Why we braai on Heritage Day

The legendary King Shaka was renowned for the prominent role he played in uniting the various Zulu clans into a cohesive nation. Consequently, Shaka Day was observed each year in KwaZulu-Natal on 24 September, the presumed date of the king’s death in 1828.

During the 1990s, just before the dawn of democracy, the then government of national unity chose not to include Shaka Day in the proposed Public Holidays Bill. The Inkatha Freedom Party objected strongly to this decision and refused to sign the Bill.

As a compromise, it was eventually decided to include the holiday but rename it Heritage Day to promote unity among South Africa’s diverse cultural heritage.

Fast forward to 2005 and celebrity chef Jan Scannell (aka Jan Braai) began campaigning to rebrand the holiday as Braai Day as a means of nurturing a common national pastime which is shared across all South African races and cultures. “The ingredients may differ, but one thing that never changes is that when South Africans have something to celebrate, we light fires and prepare great feasts,” he reasoned.

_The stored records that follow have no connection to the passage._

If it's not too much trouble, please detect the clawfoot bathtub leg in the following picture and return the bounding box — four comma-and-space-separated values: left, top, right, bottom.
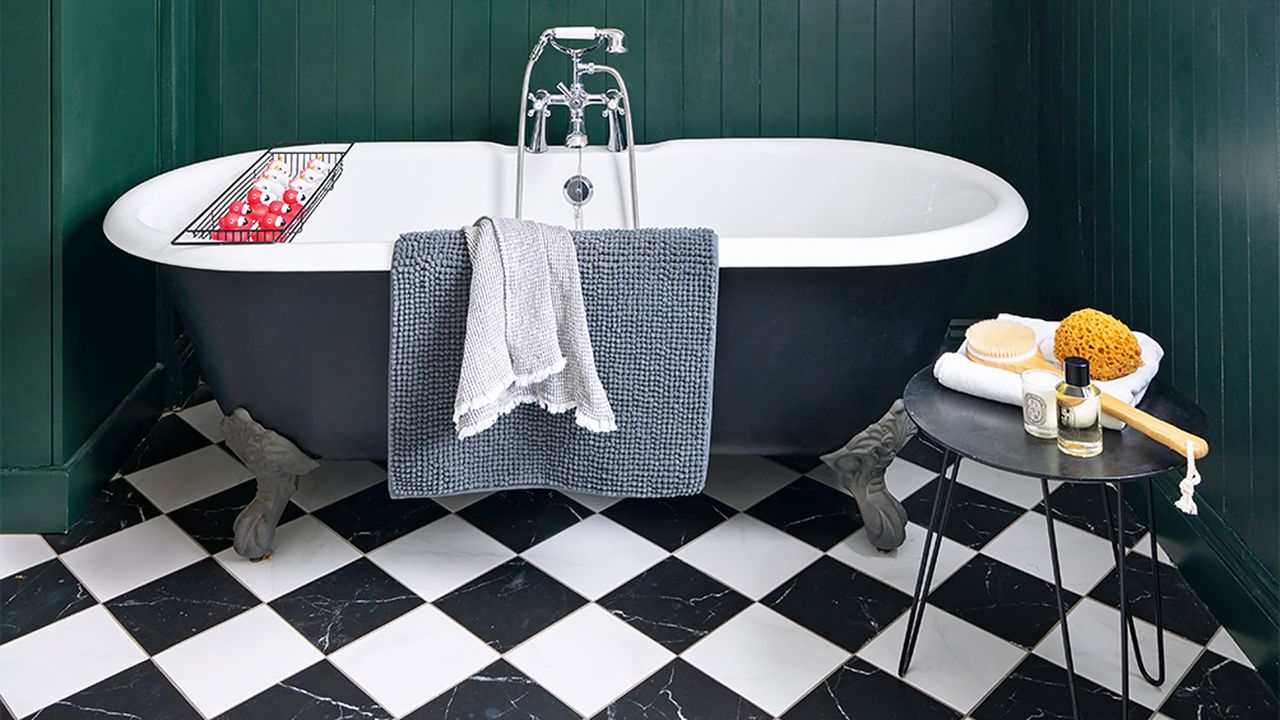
822, 400, 915, 552
223, 407, 319, 561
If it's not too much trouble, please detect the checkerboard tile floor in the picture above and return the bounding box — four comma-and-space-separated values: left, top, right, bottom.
0, 395, 1280, 720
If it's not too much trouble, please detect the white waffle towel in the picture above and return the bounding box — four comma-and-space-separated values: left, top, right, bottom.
453, 218, 617, 439
933, 313, 1165, 430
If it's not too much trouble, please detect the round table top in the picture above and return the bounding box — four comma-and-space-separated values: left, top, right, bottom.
902, 366, 1208, 482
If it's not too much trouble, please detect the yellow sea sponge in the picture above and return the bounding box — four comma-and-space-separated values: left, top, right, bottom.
1053, 307, 1142, 380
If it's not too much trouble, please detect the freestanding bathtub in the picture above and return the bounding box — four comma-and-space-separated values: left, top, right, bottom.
104, 140, 1027, 556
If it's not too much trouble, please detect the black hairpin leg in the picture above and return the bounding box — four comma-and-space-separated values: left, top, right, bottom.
1041, 478, 1080, 720
1101, 478, 1165, 687
897, 450, 960, 676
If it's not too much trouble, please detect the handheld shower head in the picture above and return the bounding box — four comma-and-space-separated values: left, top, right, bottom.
595, 28, 627, 55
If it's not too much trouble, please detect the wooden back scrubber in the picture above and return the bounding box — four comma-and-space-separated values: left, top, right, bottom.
965, 320, 1208, 459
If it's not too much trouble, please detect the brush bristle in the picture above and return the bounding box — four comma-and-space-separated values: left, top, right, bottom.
964, 320, 1036, 360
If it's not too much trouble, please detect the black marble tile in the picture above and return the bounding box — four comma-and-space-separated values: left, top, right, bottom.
218, 660, 392, 720
594, 657, 769, 720
746, 478, 863, 550
902, 478, 1027, 550
169, 480, 305, 555
312, 483, 449, 552
120, 414, 212, 475
760, 556, 911, 652
1160, 650, 1280, 720
0, 557, 97, 643
434, 557, 586, 652
603, 495, 737, 552
929, 555, 1080, 650
45, 478, 160, 552
270, 557, 425, 653
404, 660, 579, 720
599, 557, 751, 653
970, 655, 1152, 720
782, 657, 962, 720
458, 489, 591, 552
768, 455, 822, 475
28, 660, 200, 720
1036, 483, 1147, 547
1089, 552, 1219, 644
105, 557, 261, 655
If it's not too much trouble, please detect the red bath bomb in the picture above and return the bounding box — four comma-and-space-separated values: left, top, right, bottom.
259, 213, 289, 231
218, 213, 248, 231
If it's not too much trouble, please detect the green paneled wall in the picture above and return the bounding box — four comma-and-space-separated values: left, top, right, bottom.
0, 0, 175, 530
1041, 0, 1280, 683
191, 0, 1041, 316
0, 0, 54, 466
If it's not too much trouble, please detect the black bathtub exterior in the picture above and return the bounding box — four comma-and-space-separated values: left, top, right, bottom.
163, 256, 969, 460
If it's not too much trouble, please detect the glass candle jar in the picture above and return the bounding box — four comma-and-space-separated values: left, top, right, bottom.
1023, 370, 1062, 438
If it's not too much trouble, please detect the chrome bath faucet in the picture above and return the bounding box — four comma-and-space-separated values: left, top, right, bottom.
516, 27, 640, 227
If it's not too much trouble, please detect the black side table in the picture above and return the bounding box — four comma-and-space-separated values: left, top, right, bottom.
897, 368, 1208, 720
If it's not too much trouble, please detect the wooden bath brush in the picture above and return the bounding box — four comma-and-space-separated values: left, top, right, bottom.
965, 320, 1208, 457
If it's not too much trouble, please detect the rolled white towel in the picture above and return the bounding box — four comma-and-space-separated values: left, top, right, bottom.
933, 314, 1165, 430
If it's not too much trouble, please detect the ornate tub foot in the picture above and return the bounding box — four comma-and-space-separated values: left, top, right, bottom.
822, 400, 915, 552
223, 407, 319, 561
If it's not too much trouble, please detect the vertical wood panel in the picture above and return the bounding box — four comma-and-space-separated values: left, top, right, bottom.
645, 0, 696, 142
412, 0, 455, 142
721, 0, 760, 137
836, 0, 876, 140
372, 0, 413, 140
1236, 0, 1280, 575
259, 0, 298, 147
334, 0, 374, 141
221, 0, 261, 152
797, 0, 838, 137
451, 0, 489, 140
684, 0, 723, 137
760, 0, 808, 137
876, 0, 916, 145
488, 0, 529, 142
913, 0, 952, 152
298, 0, 340, 142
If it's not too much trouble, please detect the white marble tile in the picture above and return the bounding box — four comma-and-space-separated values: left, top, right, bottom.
704, 455, 800, 510
125, 445, 253, 512
682, 605, 849, 715
61, 515, 207, 602
676, 515, 822, 600
956, 460, 1044, 507
329, 605, 498, 717
506, 603, 675, 717
559, 489, 622, 512
214, 515, 360, 602
827, 523, 975, 594
0, 605, 146, 717
858, 606, 1027, 712
178, 400, 225, 442
982, 512, 1115, 594
1208, 628, 1253, 667
369, 515, 516, 601
155, 605, 323, 717
1036, 598, 1201, 707
521, 515, 667, 600
293, 460, 387, 512
431, 492, 493, 512
0, 534, 56, 578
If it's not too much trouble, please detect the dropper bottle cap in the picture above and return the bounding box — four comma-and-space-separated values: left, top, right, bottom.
1062, 355, 1089, 387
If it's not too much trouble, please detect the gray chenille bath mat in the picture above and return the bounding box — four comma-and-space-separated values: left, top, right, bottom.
387, 228, 719, 497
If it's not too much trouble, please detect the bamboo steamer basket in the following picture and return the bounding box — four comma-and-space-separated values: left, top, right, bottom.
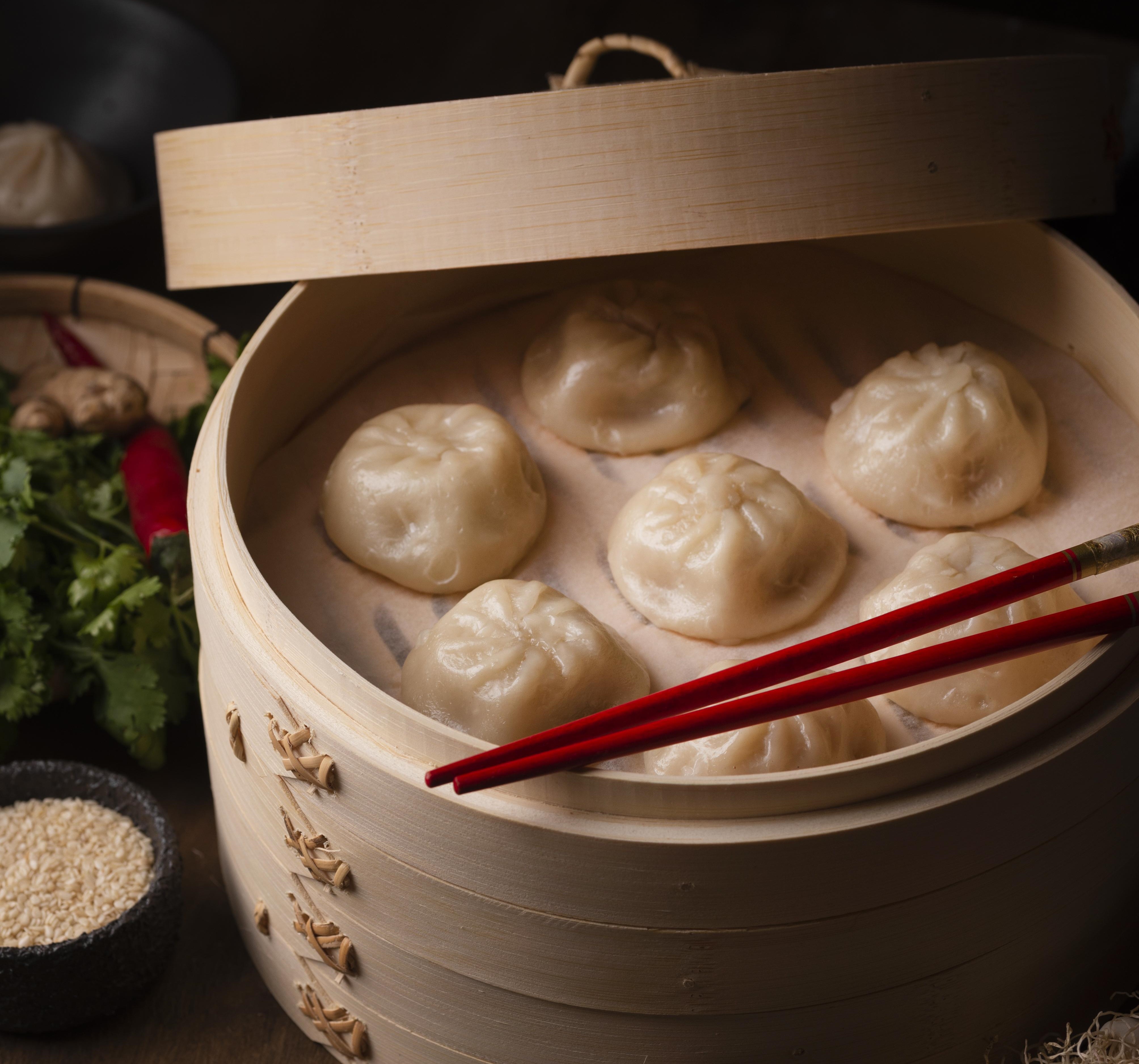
158, 44, 1139, 1064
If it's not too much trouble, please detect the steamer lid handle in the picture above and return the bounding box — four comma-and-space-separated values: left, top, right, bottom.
547, 33, 731, 89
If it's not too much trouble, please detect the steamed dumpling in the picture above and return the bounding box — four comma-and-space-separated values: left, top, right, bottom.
645, 661, 886, 776
609, 453, 846, 642
0, 122, 130, 226
320, 403, 546, 595
522, 280, 747, 454
402, 580, 649, 744
824, 343, 1048, 528
859, 532, 1096, 724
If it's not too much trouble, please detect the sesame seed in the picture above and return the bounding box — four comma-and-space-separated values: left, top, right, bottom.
0, 798, 154, 947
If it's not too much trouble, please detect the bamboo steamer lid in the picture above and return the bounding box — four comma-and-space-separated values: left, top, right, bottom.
155, 35, 1114, 288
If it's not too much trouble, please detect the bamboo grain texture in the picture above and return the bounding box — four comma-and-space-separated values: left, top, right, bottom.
155, 56, 1113, 289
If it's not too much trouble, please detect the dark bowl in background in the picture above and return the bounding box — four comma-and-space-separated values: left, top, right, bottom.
0, 761, 182, 1033
0, 0, 238, 272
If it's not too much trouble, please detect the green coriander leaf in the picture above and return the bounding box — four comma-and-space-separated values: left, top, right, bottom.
0, 514, 26, 568
131, 596, 174, 654
0, 458, 35, 509
79, 576, 163, 644
0, 587, 50, 720
67, 543, 144, 608
83, 473, 126, 521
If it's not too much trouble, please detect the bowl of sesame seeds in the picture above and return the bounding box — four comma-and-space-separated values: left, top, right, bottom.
0, 761, 182, 1033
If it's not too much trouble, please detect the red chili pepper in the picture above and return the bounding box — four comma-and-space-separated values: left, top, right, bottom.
43, 311, 104, 369
120, 425, 189, 557
43, 312, 190, 565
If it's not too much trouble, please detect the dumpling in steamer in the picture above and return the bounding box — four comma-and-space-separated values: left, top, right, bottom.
402, 580, 649, 744
859, 532, 1098, 726
645, 661, 886, 776
0, 122, 131, 226
824, 343, 1048, 528
320, 403, 546, 595
609, 452, 846, 644
522, 280, 747, 454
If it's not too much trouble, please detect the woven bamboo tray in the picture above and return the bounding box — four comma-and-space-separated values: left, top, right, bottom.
0, 273, 237, 422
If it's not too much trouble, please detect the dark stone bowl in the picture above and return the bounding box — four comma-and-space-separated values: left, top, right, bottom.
0, 0, 238, 273
0, 761, 182, 1033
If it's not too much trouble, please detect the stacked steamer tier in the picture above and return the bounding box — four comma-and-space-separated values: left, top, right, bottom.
159, 52, 1139, 1064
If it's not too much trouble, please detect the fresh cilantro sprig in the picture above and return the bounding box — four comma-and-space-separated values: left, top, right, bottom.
0, 337, 242, 768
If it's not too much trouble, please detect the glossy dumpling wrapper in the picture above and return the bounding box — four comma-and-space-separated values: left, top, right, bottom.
320, 403, 546, 595
522, 280, 747, 454
609, 452, 846, 644
824, 343, 1048, 528
859, 532, 1098, 726
0, 122, 131, 226
645, 660, 886, 776
402, 580, 649, 744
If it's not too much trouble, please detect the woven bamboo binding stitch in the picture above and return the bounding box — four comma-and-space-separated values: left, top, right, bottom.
288, 894, 355, 975
280, 809, 352, 889
297, 984, 368, 1059
265, 713, 336, 791
225, 702, 245, 761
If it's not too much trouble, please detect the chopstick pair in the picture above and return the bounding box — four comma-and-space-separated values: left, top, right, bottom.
425, 525, 1139, 794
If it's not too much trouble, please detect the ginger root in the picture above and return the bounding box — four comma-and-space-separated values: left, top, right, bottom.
11, 397, 67, 436
11, 366, 147, 436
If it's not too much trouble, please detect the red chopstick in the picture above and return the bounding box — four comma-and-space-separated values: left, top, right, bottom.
453, 592, 1139, 794
425, 525, 1139, 787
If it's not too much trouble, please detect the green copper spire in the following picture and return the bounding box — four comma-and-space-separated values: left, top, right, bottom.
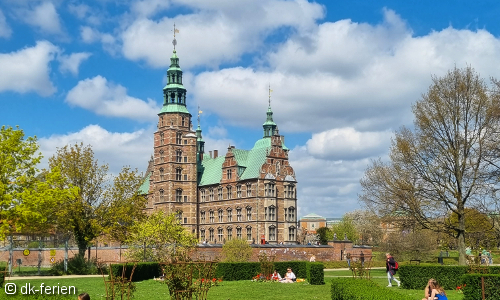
159, 25, 189, 114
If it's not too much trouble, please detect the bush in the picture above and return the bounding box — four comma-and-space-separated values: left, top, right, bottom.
331, 278, 413, 300
50, 255, 100, 275
215, 262, 260, 281
111, 262, 162, 282
462, 274, 500, 300
307, 262, 325, 285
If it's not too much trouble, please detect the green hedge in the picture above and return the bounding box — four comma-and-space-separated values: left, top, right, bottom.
331, 278, 414, 300
111, 262, 162, 282
462, 274, 500, 300
307, 262, 325, 285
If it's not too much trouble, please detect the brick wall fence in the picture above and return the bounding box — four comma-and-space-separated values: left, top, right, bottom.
0, 241, 372, 267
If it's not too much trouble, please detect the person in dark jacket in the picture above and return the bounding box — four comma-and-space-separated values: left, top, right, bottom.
385, 253, 401, 287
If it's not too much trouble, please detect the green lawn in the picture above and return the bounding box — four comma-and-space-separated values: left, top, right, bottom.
0, 269, 463, 300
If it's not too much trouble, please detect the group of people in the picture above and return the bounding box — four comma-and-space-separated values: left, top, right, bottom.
385, 253, 448, 300
271, 268, 297, 283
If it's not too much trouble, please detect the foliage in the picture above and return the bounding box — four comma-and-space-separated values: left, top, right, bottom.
331, 278, 413, 300
360, 67, 500, 265
331, 214, 359, 243
126, 210, 196, 262
0, 126, 77, 240
461, 274, 500, 300
49, 144, 146, 256
110, 262, 162, 282
222, 239, 252, 262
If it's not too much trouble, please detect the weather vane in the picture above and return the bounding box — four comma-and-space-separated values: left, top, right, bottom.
172, 23, 179, 51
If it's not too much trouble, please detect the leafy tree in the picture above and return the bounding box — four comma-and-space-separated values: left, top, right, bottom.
222, 239, 252, 262
360, 67, 500, 265
127, 210, 197, 262
49, 144, 145, 256
0, 126, 76, 239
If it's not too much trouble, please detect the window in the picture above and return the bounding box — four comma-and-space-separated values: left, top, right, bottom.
217, 209, 224, 222
288, 226, 295, 241
200, 211, 206, 224
269, 226, 276, 241
265, 182, 274, 197
269, 206, 276, 221
175, 189, 182, 202
217, 228, 224, 243
236, 185, 241, 199
236, 208, 241, 221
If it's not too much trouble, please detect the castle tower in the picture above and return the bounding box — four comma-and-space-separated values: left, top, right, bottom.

Two years later Archbishop Desmond Tutu was appointed patron of Braai Day. “We’re going to have this wonderful thing on the 24th of this month,” he was quoted as saying, “when we all gather round one fire. It’s a fantastic thing, a very simple idea.

“Irrespective of your politics, of your culture, of your race, of your whatever, hierdie ding doen ons saam… just South Africans doing one thing together, and recognising that we are a fantastic nation.”

So whether you prefer to call it chisa nyama, ukosa, barbeque (anyone?), or just a braai, Heritage Day has been set aside for you to unite with fellow South Africans around a fire and wave a flag to celebrate the rich and varied cultural heritage of our magnificent and beautiful country.